Nah, supaya stok tahu dan tempe di rumah enggak cepat basi, berikut kumparan rangkum tips menyimpan makanan tersebut yang ternyata mudah, lho. Yuk, ikuti caranya berikut ini:
1. Simpan dalam wadah tertutup
Tahu dan tempe sebaknya disimpan dalam wadah kedap udara. Sebab, dilansir Earth Source Foods, tahu memiliki sifat yang sangat mudah menyerap bau layaknya spons. Untuk itu, simpanlah tahu dalam wadah yang tertutup.
Sedangkan tempe, biasanya sudah tertutup plastik atau daun pisang. Biarkan pembungkus tetap menyelimuti di permukaan tempe karena akan melindunginya dari air yang bisa menyebabkan tempe membusuk.
2. Rendam dalam air
Saat membeli tahu, biasanya olahan tersebut akan disimpan di dalam plastik lengkap beserta airnya. Nah, agar tahu tak cepat basi, tiriskan dan buang air tahu tersebut. Gantilah dengan air bersih bersuhu dingin hingga memenuhi wadah penyimpanan.

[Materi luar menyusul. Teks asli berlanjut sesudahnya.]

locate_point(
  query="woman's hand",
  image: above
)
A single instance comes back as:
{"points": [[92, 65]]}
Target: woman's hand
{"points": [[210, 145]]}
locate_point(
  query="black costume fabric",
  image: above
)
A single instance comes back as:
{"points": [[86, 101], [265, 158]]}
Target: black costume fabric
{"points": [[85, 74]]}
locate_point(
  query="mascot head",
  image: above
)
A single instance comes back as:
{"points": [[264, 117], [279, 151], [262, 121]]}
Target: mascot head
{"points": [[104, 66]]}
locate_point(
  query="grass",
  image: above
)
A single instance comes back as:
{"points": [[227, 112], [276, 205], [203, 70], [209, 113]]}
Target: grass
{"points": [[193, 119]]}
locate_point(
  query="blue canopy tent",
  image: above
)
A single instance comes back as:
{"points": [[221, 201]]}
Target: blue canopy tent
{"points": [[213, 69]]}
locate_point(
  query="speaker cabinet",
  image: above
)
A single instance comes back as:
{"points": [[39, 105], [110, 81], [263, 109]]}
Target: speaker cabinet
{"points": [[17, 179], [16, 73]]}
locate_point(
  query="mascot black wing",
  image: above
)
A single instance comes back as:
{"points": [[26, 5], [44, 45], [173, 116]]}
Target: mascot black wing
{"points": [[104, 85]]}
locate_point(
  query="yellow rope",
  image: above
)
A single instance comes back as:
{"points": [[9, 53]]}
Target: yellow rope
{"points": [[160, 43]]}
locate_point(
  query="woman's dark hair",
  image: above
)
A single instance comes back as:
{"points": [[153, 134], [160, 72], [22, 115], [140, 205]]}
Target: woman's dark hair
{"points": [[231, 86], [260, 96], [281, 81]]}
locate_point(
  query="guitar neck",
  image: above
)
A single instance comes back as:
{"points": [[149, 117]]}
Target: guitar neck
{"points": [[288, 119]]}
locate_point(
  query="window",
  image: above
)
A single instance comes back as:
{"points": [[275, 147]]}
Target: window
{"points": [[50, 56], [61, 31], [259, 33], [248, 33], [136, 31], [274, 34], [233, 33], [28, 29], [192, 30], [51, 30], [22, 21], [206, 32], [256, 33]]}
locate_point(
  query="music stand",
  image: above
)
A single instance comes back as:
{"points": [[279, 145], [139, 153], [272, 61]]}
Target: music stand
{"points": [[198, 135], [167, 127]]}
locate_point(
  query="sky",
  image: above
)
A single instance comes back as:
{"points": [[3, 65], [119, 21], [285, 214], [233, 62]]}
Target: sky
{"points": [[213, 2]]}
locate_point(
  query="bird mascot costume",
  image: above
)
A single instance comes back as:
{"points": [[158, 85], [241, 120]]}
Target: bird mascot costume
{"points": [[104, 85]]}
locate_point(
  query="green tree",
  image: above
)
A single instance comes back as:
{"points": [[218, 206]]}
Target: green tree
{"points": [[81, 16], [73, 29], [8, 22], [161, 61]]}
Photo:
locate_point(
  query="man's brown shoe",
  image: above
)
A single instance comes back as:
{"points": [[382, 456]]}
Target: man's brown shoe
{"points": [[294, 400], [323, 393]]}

Sedangkan untuk tempe, bisa kamu rendam dengan air bumbu; yang terdiri dari bawang putih, kemiri, dan ketumbar lalu masukkan dalam wadah tertutup. Selain dapat mengawetkan, air rendaman akan membuat cita rasa tempe terasa lebih lezat tanpa perlu tambahan bumbu saat hendak diolah.
3. Ganti air rendaman tahu secara berkala
Khusus tahu agar enggak cepat asam, jangan lupa untuk mengganti air rendamannya, ya. Setidaknya, ganti air tersebut selama tiga hari sekali agar higienitas tahu tetap terjaga dan mencegahnya terkontaminasi oleh bakteri atau jamur. Selain itu, sebaiknya gunakan air minum yang sudah dimasak untuk merendam tahu.
4. Simpan dalam kulkas
Setelah direndam air dan ditempatkan dalam wadah bertutup rapat, masukkan keduanya ke dalam kulkas. Pastikan suhu kulkasmu normal, yakni di bawah 4° Celcius yang sesuai dengan standar HACCP (Hazard Analysis Critical Control Point). Suhu yang dingin akan membuat proses fermentasi jamur terhambat, sehingga tahu dan tempe tidak akan mudah basi.
5. Belilah tempe mentah
Bila kamu pengin stok tempe di rumah lebih awet, pilihlah yang masih mentah. Ciri-ciri tempe mentah biasanya kedelainya belum terlalu menyatu.
Tempe mentah dapat disimpan lebih lama, baru kemudian bisa diolah saat sudah benar-benar matang. Perlu dicatat, untuk kamu yang membeli tempe mentah sebaiknya simpan saja dalam suhu ruang agar proses fermentasi tidak terhambat.